# Cython vs Pure Python Time Comparison:
This notebook is designed to test the two versions of ThermoPyle as the currently stand (2017-05-12). We want to know if Cython makes a difference in computation time compared to pure Python. To do this, we will use statistical methods at the $N=35$ level.

In [1]:
import pandas as pd
import matplotlib.pyplot as plt, mpld3
import ThermoPyleCYTHON as TPX
import ThermoPyleRAW as TP
import numpy as np
import itertools as it
%matplotlib notebook
mpld3.enable_notebook()
#print(plt.style.available)
plt.style.use(["seaborn-talk","seaborn-notebook","seaborn-paper"])
from timeit import default_timer as timer
doc = lambda obj: print(obj.__doc__)

In [2]:
def test_ThermoFluid(Water: TP.ThermoFluid) -> None:
    Water.add_column(["S", "D"])
    #Water.data["V"] = pd.Series(Water.M / Water.data["D"], index=Water.data.index)
    Water.refresh()
    d_vars = set(Water.vars)
    newCols = {f"d({z})/d({y})|{x}" for x,y,z in it.permutations(d_vars, 3)}.union(d_vars).difference(set(Water.vars))
    #print(f"Number of newCls: {len(newCols)}")
    for col in newCols:
        try:    
            Water.add_column(col)
        except:
            pass
    Water.refresh()

def TP_test(accum):
    start = timer()
    WaterTP = TP.ThermoFluid(fluid="Water", xvar="T", yvar="P", zvar="U", numPoints=[217,217])
    test_ThermoFluid(WaterTP)
    end = timer()
    accum.append(end - start)
    del(WaterTP)
    
def TPX_test(accum):
    start = timer()
    WaterTPX = TPX.ThermoFluid(fluid="Water", xvar="T", yvar="P", zvar="U", numPoints=[217,217])
    test_ThermoFluid(WaterTPX)
    end = timer()
    accum.append(end - start)
    del(WaterTPX)

In [3]:
TPX_times = []
TP_times = []
for i in range(35):
    TPX_test(TPX_times)
    TP_test(TP_times)

In [51]:
import numpy as np
import scipy.stats as stats
import statsmodels.stats.api as sms
import statsmodels.api as sm

#Test Setup
alternative="two-sided"

#Models:
tp = np.array(TP_times)
tpx = np.array(TPX_times)
w, equal_var_p = stats.levene(tp, tpx)
equal_var = bool(equal_var_p <= 0.05)
t, p_value = stats.ttest_ind(TP_times, TPX_times, equal_var=equal_var)
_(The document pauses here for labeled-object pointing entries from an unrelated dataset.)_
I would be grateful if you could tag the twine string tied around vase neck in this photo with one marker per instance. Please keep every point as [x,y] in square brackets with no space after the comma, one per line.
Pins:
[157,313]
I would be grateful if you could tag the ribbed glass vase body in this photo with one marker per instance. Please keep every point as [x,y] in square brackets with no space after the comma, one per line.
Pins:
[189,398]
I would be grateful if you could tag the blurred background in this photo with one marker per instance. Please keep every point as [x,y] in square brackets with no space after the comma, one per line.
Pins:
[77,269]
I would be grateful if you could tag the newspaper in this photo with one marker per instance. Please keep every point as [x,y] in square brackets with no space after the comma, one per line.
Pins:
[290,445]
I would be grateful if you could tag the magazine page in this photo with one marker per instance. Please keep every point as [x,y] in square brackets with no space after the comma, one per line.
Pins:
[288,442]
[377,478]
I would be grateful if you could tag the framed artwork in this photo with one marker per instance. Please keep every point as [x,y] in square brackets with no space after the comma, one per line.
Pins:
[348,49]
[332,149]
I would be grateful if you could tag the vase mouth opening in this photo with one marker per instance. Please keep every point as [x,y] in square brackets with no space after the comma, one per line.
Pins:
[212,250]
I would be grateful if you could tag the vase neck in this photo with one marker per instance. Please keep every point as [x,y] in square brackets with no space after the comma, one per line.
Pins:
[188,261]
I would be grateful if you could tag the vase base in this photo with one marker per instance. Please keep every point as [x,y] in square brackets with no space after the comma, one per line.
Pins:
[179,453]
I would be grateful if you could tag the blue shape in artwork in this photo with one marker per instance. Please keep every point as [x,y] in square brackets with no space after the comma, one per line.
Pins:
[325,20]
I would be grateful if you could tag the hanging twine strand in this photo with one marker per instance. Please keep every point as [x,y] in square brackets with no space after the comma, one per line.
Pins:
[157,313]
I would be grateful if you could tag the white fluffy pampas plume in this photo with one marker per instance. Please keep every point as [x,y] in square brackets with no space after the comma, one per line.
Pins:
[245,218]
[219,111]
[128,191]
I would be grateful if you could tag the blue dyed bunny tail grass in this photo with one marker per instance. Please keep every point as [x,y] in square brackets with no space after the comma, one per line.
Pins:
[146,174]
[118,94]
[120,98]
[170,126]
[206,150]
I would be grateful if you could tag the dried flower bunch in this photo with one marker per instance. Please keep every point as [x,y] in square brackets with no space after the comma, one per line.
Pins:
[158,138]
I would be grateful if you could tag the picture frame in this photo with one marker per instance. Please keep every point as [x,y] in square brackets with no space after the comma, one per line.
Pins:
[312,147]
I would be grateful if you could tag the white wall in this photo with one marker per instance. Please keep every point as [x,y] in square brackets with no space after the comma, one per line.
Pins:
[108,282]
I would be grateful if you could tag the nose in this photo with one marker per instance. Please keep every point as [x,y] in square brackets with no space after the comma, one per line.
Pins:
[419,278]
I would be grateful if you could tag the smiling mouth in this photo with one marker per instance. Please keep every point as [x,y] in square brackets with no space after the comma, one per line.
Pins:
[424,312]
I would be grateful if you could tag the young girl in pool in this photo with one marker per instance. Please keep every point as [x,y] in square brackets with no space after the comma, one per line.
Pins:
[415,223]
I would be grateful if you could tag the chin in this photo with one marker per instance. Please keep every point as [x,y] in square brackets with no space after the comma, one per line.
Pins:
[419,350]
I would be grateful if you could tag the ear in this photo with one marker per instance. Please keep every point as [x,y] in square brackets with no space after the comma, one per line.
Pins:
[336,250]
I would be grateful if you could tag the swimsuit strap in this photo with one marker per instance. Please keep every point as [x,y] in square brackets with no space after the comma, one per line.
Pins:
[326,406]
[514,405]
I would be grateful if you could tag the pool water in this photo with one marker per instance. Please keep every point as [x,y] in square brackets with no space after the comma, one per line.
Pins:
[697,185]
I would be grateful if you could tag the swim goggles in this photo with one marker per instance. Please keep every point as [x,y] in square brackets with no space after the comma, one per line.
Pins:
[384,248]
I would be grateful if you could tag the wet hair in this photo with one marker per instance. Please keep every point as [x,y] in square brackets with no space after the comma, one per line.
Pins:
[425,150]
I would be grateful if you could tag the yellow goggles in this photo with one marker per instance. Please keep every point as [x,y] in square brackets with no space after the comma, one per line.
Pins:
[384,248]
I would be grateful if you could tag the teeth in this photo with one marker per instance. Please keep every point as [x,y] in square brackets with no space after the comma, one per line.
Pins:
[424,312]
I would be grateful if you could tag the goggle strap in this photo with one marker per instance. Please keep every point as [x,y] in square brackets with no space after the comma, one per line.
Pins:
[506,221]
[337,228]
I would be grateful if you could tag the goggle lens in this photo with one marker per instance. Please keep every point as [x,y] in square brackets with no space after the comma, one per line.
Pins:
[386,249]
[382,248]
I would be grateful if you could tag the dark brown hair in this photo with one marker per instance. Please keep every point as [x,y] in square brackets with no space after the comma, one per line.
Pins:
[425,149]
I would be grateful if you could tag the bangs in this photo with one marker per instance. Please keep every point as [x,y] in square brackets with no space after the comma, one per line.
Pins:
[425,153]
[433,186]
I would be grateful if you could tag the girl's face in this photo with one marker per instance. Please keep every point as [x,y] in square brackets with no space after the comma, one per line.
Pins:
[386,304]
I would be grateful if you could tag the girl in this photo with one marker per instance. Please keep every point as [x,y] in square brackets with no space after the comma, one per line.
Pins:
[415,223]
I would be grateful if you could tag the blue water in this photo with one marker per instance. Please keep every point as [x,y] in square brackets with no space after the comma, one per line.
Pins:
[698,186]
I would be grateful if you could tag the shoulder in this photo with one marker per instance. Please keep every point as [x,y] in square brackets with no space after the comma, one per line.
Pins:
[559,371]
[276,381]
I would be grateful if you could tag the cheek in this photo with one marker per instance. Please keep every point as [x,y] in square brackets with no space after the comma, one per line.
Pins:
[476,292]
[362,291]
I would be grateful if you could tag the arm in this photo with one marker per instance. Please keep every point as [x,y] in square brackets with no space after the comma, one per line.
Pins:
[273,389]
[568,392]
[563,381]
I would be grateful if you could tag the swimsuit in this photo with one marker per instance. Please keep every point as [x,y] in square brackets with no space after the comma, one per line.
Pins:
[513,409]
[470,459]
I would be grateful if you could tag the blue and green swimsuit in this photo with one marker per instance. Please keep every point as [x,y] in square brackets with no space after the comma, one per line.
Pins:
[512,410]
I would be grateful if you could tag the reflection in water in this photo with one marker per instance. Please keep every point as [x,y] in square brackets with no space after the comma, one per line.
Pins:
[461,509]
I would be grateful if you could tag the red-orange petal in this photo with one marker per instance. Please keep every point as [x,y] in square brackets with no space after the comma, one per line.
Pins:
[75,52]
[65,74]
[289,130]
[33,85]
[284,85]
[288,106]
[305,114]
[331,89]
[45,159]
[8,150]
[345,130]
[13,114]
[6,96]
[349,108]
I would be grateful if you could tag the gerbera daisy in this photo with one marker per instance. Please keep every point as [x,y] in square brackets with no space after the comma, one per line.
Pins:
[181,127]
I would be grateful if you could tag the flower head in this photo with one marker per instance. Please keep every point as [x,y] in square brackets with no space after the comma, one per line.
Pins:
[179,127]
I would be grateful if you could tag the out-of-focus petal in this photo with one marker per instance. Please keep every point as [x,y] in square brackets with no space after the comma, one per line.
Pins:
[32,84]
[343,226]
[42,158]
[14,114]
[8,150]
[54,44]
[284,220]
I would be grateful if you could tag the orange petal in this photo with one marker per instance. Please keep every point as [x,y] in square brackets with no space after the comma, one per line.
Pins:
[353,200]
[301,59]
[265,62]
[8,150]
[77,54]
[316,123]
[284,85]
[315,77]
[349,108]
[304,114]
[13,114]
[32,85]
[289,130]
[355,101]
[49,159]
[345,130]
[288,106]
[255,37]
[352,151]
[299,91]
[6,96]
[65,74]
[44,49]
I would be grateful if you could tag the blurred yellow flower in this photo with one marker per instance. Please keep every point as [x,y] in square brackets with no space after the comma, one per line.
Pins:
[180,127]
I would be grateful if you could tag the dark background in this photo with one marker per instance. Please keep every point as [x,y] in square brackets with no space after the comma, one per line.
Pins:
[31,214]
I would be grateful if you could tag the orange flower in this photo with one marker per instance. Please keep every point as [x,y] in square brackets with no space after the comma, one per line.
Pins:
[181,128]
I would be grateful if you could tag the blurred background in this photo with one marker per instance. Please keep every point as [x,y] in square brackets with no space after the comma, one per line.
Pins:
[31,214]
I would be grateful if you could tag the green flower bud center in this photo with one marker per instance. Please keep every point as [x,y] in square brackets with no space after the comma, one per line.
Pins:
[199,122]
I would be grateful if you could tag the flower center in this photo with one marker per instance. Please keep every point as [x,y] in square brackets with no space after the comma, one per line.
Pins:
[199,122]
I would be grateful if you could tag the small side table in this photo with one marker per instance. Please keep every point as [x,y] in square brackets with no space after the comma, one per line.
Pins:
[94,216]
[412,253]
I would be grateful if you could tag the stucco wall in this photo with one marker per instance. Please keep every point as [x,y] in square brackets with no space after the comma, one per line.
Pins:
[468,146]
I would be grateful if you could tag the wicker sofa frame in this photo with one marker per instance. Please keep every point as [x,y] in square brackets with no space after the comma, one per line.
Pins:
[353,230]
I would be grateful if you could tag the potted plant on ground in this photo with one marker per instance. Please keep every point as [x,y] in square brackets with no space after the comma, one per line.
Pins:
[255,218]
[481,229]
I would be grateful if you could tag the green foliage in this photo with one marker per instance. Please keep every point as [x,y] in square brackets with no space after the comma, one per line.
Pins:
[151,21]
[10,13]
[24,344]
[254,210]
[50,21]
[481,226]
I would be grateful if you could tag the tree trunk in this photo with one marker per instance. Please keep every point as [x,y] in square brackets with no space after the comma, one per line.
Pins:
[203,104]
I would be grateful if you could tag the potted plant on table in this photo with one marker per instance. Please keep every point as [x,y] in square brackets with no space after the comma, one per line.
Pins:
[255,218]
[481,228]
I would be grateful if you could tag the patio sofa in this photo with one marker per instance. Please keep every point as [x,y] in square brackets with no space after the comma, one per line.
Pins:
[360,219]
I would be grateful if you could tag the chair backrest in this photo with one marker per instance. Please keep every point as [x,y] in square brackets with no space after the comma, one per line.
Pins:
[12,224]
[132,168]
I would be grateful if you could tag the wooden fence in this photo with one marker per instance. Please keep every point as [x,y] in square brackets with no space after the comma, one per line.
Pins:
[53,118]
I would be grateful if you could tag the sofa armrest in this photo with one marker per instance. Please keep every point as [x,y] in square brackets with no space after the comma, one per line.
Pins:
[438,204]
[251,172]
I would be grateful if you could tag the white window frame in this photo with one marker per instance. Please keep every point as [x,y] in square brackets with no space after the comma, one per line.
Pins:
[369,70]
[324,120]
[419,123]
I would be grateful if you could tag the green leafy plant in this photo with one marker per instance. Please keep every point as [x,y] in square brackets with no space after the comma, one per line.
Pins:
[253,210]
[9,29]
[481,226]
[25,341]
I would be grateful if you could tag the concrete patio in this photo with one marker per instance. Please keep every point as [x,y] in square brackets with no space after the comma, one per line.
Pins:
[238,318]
usevar = 'pooled' if equal_var else 'unequal'

tp_stats = sms.DescrStatsW(tp)
tpx_stats = sms.DescrStatsW(tpx)

cm = sms.CompareMeans(tp_stats, tpx_stats)
# alpha=0.05, use_t=True, value=0.0
l, u = cm.tconfint_diff(alpha=0.05, usevar=usevar, alternative=alternative)

U = max(map(abs, [l,u]))
L = min(map(abs, [l,u]))

#sms_summary = cm.summary(alpha=0.05, use_t=True, value=0.0, usevar=usevar)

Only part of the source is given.